Refrescadas y lozanas, dieron dos besos a Manolico y salieron a la carretera.
Tirando pedos como de perro viejo, la furgoneta encendió las luces y se perdió en la recta. Los pueblos comenzaron a divisarse en lontananza., Sus débiles bombillas callejeras se fueron encendiendo como luciérnagas que se reunieran para conclave nocturna. La noche poso sus sombras y un reluz final plateado en los altos cerros, cerro el día.
Manolico quedo junto a Chamaco que olisqueaba algo en el suelo. Se agacho y cogió unas bragas rosas del suelo. Pasó el Barreiros del ajero de Tauste. Cabezón rojo, petardeaba hacia su casa de vuelta de comprar ristras de ajos en Las Pedroñeras para venderlos de pueblo en pueblo. Dio dos fuertes bocinazos a Manolico que lo saludo agitando las bragas rosas.
La luna mora emergió entre unos jirones de nubes blancas, las llamadas francesas por venir como fantasmas de tropas napoleónicas cruzando los pirineos.

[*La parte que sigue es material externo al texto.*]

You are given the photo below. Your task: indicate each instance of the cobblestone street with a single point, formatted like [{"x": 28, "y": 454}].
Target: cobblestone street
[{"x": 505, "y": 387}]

Venus, la puntual Venus, ocupo su sitio en su palco real mientras las demás estrellas, timidas, ocupaban su lugar en la platea de la noche.
Manolico se desprendió de su camisa, se quito los pantalones y calzoncillos, se soltó sus recias abarcas de pastor y quedo totalmente desnudo, a excepción de su transistor japonés rojo y las bragas rosas en la mano. Lentamente se tumbó sobre el asfalto gris que conservaba una agradable temperatura que conforto su cuerpo, no dándole calor pero una sensación tierna de cobijo ante la soledad que lo circundaba. En el transistor el espídico locutor dio paso a Janis Joplin y su Summertime. Manolico bajo la luna mora se puso las bragas sobre el rostro y respiro la vida y el mundo por venir. Sus manos intentaron penetrar el duro asfalto, cuando un rayo placentero lo atravesó de punta a punta de su cuerpo adolescente.